The very first step in rehabilitation is to assess patient’s movement ability
which is most hampered. The independent movement needs the very first priority
as several individuals after stroke suffer from paralysis or gets seriously
weakened. This assessment is also necessary to define the right process of
engaging the person in active or passive range of motion exercises for
strengthening his/her stroke-impaired limbs (Gillen, 2015). The rehabilitation
nurses as well as therapists assist the patients to learn to perform highly
demanding and complex tasks like dressing, bathing, and toilet using and to use
stroke-impaired limbs as possible. The details about person’s strengths and
weaknesses are necessary in physiological sense to ascertain the ways to help
the survivor to return to their independence (Östlund et al., 2016).
Conclusion
Stroke rehabilitation is a necessity because the
stroke survivors experience extreme changes and complexities in their daily
living. The sudden change in behaviour, self-care abilities, movements,
orientation, mental abilities, and communication make their life congested and
complicated. These negative changes and effects results in social withdrawal
and even make them impulsive due to disabilities. Thus, the nurses
specialized in rehabilitation assists the stroke survivors to relearn the way
to carry out the most basic ADLs and activities of daily living. They can
educate the survivors regarding the routine health care like how to have better
medication schedule follow up, ways to care for the skin, ways to move out of
the bed and within the wheelchair, and providing services to the special needs
for people who also have diabetes, only when the rehabilitation nurse know how
stroke has and will impact the patient’s anatomy and physiology.

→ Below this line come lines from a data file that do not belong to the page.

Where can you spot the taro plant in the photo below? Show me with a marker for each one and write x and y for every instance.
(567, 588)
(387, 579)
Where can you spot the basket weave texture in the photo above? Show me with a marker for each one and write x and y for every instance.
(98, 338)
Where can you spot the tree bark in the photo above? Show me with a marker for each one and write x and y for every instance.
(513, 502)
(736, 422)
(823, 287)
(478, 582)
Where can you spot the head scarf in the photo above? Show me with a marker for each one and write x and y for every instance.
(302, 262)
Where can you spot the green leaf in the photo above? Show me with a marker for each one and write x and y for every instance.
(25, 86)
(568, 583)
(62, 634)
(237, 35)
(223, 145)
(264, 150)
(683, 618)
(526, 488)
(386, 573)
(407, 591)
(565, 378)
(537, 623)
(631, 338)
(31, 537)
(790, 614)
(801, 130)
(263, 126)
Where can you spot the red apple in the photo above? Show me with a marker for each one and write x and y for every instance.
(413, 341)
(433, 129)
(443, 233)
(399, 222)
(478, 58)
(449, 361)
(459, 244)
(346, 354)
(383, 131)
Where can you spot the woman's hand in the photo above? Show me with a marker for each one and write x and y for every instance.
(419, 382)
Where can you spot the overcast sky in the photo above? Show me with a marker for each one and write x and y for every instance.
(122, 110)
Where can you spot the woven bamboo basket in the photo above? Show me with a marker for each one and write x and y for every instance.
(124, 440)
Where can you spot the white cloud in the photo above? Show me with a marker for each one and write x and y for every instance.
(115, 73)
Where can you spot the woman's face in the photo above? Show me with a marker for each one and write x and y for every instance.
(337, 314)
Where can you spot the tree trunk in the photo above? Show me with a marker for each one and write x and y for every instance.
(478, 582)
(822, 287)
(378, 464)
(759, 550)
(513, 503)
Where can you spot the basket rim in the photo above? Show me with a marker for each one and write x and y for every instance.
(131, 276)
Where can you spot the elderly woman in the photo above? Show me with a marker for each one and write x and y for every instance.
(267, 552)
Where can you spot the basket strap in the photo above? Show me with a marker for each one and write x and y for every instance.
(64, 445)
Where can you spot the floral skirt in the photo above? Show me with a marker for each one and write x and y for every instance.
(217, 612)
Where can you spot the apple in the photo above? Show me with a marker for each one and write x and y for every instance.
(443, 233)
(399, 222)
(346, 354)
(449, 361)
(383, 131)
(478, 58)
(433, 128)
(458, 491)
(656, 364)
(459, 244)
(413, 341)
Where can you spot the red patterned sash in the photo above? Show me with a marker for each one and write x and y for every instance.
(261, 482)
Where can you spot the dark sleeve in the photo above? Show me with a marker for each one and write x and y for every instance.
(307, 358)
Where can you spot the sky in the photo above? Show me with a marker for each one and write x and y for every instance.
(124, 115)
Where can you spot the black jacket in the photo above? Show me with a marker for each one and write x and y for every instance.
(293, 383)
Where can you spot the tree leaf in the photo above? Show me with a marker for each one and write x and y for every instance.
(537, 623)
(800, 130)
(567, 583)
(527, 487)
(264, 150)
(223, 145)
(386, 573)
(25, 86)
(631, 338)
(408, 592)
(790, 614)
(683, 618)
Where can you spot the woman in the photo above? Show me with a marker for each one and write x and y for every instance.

This knowledge
supports the nurses to decrease the risk factors which can result in second
stroke or recurrence to provide better caregiver training at the same time. As
the nurses are quite closely involved to support the stroke survivors in the
management of the personal care issues, they need to have detailed knowledge
about the core health status of the patient. The rehabilitation strategies can
be promoted only when the nurse knows what and how to tackle the patient needs.